Geological Life Cycle Inventory Model Development for Shale Gas Resources

Abstract

This paper presents an innovative life cycle assessment approach for shale gas production, which integrates geological system characteristics with a surface emission model to estimate the overall GHG emissions. Firstly, the model developed incorporates a Volumetric Estimation technique, Flowing Material Balance and Advance Decline Curve analysis to estimate the field gas in-place and estimated ultimate resource (EUR). Next, this geological model is integrated with the surface emission model, which is based on engineering design and operational parameters, to estimate the GHG as well as other emissions (direct and indirect; gaseous, liquid, solid waste) and resource use (materials, energy, water) from site construction, drilling, hydraulic fracturing, well completion, well head operations, gas gathering and gas processing.

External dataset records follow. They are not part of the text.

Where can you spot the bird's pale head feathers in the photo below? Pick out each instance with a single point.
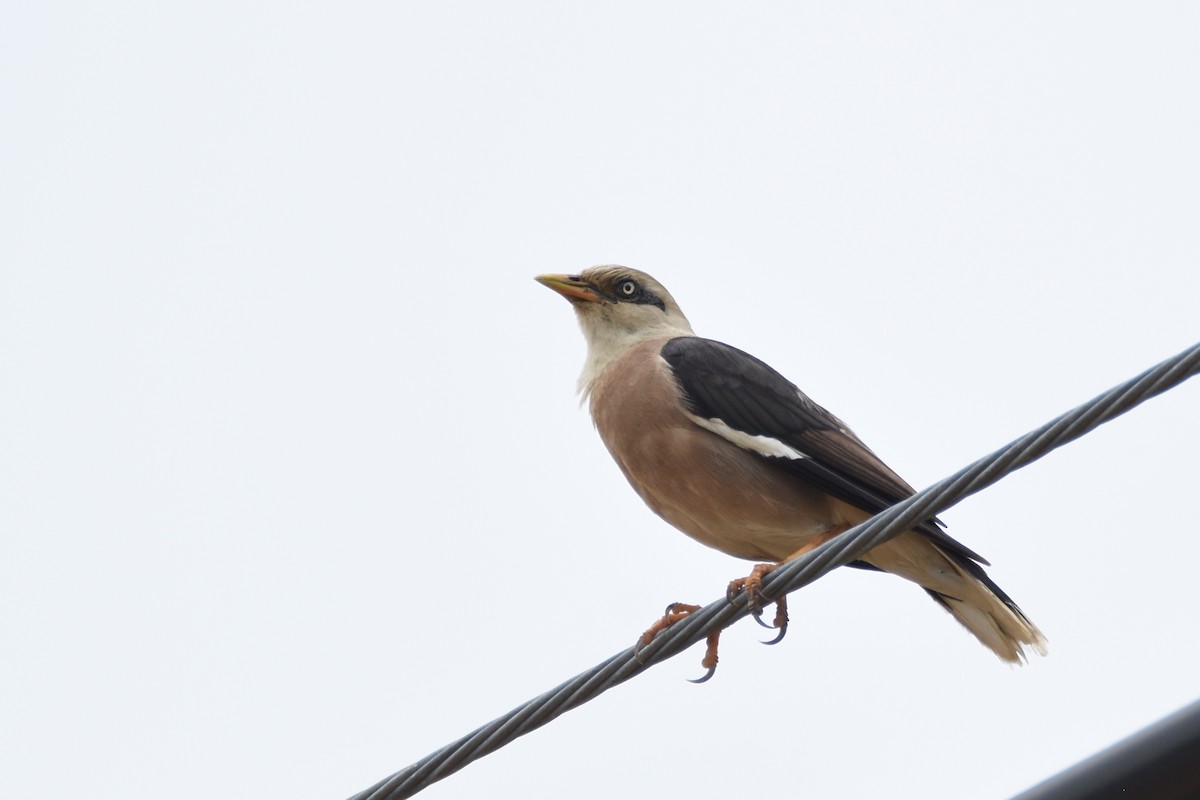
(617, 308)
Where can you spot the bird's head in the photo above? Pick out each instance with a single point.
(618, 302)
(617, 307)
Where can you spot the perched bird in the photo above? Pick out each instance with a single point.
(732, 453)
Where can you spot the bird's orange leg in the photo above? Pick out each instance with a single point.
(753, 584)
(675, 613)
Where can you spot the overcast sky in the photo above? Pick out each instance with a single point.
(294, 485)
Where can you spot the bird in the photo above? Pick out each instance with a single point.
(729, 451)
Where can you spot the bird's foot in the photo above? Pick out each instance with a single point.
(675, 613)
(753, 585)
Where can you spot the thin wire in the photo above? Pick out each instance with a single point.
(793, 575)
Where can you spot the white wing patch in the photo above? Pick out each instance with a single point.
(756, 443)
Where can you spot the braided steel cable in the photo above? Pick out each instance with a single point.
(789, 577)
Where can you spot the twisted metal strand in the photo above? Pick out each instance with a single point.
(789, 577)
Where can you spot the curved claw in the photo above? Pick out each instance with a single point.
(779, 637)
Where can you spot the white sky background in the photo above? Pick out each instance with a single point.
(294, 488)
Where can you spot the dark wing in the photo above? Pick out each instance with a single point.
(723, 383)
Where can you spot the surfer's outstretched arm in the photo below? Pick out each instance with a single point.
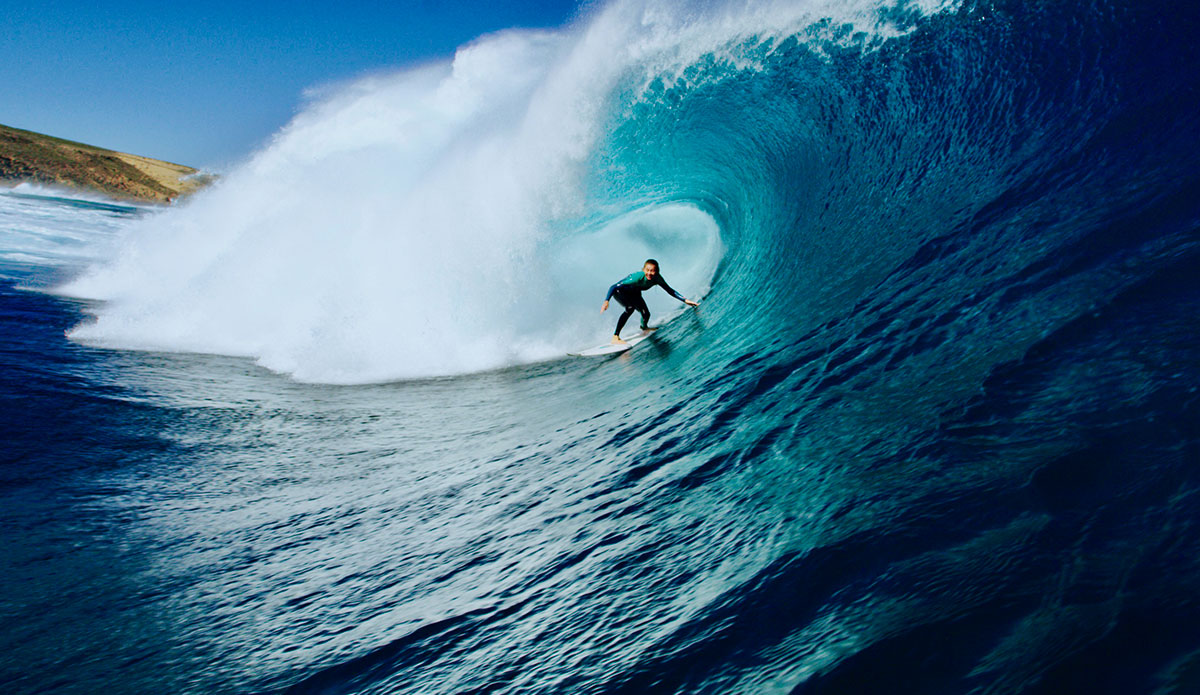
(664, 285)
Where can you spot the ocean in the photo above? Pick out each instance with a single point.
(934, 427)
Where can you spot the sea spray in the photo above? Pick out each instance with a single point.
(412, 225)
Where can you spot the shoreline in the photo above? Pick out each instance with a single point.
(31, 157)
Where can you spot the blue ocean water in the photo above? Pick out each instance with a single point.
(934, 427)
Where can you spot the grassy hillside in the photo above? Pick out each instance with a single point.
(29, 156)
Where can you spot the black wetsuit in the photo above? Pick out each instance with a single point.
(629, 293)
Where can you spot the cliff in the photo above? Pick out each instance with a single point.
(34, 157)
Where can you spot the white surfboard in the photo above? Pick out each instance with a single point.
(611, 348)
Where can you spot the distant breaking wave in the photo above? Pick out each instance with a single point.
(468, 215)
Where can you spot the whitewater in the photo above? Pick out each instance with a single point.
(935, 426)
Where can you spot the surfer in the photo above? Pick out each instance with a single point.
(629, 293)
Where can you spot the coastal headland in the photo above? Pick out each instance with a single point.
(33, 157)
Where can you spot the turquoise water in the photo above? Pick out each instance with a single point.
(933, 429)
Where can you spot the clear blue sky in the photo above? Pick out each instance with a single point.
(204, 82)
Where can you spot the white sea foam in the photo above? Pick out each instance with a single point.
(419, 223)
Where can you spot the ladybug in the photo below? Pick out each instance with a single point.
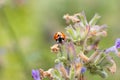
(59, 37)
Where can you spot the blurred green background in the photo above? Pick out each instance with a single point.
(27, 28)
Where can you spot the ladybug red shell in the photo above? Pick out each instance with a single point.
(59, 37)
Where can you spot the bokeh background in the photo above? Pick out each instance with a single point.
(27, 28)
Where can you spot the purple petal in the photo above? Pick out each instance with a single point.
(117, 43)
(36, 74)
(83, 69)
(111, 49)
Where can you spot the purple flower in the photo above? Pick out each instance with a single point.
(36, 74)
(114, 48)
(117, 43)
(83, 70)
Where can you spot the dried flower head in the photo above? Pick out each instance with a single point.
(72, 60)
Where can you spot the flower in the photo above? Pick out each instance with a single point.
(83, 69)
(36, 74)
(114, 48)
(117, 43)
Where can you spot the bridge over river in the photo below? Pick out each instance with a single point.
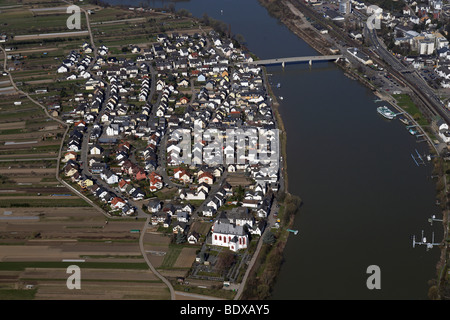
(309, 59)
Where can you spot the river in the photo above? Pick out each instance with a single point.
(364, 197)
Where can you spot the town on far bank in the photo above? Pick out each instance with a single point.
(156, 118)
(120, 151)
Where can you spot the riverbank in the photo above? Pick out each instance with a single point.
(295, 20)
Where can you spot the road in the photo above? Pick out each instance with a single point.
(410, 77)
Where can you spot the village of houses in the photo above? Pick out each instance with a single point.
(120, 152)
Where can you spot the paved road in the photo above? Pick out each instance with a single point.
(152, 268)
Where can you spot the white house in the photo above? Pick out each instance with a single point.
(229, 235)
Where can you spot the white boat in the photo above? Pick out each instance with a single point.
(386, 112)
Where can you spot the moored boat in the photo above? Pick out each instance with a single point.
(386, 112)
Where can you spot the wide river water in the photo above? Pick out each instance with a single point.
(364, 197)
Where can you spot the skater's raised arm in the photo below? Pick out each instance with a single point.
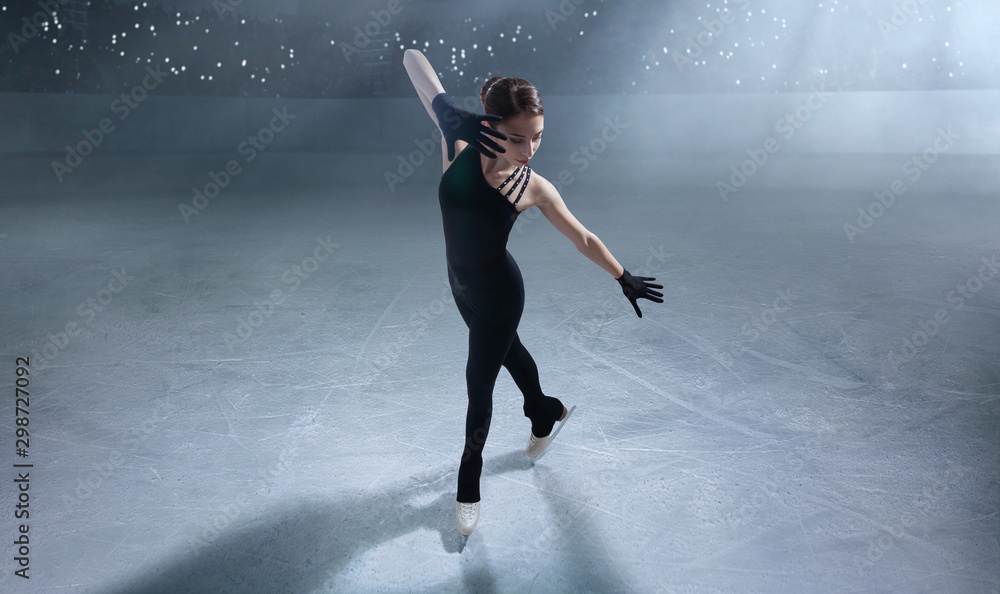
(552, 206)
(458, 126)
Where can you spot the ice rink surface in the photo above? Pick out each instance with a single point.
(268, 394)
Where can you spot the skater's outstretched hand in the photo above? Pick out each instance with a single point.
(459, 124)
(635, 287)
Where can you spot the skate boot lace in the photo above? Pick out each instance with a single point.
(468, 511)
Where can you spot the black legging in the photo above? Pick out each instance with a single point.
(491, 303)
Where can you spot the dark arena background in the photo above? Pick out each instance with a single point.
(233, 362)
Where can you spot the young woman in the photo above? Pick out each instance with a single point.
(481, 195)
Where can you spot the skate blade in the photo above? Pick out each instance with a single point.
(554, 434)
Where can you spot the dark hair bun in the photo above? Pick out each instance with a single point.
(509, 97)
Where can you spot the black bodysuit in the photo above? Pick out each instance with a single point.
(489, 293)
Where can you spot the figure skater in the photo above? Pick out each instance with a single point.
(481, 195)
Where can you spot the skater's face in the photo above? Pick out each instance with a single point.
(524, 135)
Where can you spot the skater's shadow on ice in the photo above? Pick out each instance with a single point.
(303, 545)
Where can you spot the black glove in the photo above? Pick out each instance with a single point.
(458, 124)
(636, 286)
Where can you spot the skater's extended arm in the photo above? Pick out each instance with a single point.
(552, 206)
(634, 287)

The cradle to gate LCA model developed was applied to the Fayetteville shale gas field using public domain data. Three possible field development strategies were developed and implemented in the life cycle inventory model developed. They all comply with the outputs of the subsurface constraint inventory model but differ in terms of selected parameters in well construction, well drilling, hydraulic fracturing, well completion, well head and surface facilities operations. The annual GHG emissions of Fayetteville shale gas field production with a sensitivity analysis was estimated for the three different field development strategies. The resulting life cycle GHG emissions range between 12.79 and 21.09 CO2 equivalents per Mscf of gas produced or 13.65 to 22.51 CO2 equivalents per MJ of gas produced. The water consumption is estimated in the range of 18 litres of water per Mscf of gas production.